Looking at the mapping information below the image we can see the three separate similar content regions that each gain their own colour in the rendering process.

Copying and further insertion changes

[1, 7) => [1, 7)
[14, 51) => [7, 44)
[76, 77) => [44, 45)
[82, 90) => [14, 22)

The final set of changes adds the new text ' was so happy.', but also transcludes the content 'old man' from before the new text. The blue 'old man' indicates this near the bottom of the left text, and connects back to the base edition text.

Looking at the mapping information below the image we can see the same mappings as before, with the addition of the fourth line that is the transcluded 'old man' section. This results in two mappings onto the original 'old man' section in the base edition.

Udanax-Gold Implementation

The requirements for the demo differencing feature was gathered from a few comments around the Udanax-Gold behaviour. The implementation was done from scratch so could well miss out on some critical features and performance ideas from the original.

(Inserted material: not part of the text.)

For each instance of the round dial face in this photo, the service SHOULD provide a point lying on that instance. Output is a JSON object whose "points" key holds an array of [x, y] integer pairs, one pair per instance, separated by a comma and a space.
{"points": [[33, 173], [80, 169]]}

One aspect of the Udanax-Gold implementation is its apparent ability to work on documents with a more general sense of element position, based on a coordinate-space. This is one area where standard differencing tools are very weak, and they can generally only be constructively applied to differences between text documents. The author assumes that given a two-dimensional image of a face, if a second edition of the image was created by painting the eyes green, then a differencing operation between these images would properly highlight that the pixels making up the eyes have changed. This might be particular interest with collage works or manipulations made to photographs in newspapers or magazines.

The performance of the demo is hampered by the need to walk root-ward up ent trees from the leafs to find if a content element is present for a specific edition and revision. Udanax-Gold incorporates some significant performance optimisations in this area courtesy of canopies to help it quickly reject items not in the matching edition.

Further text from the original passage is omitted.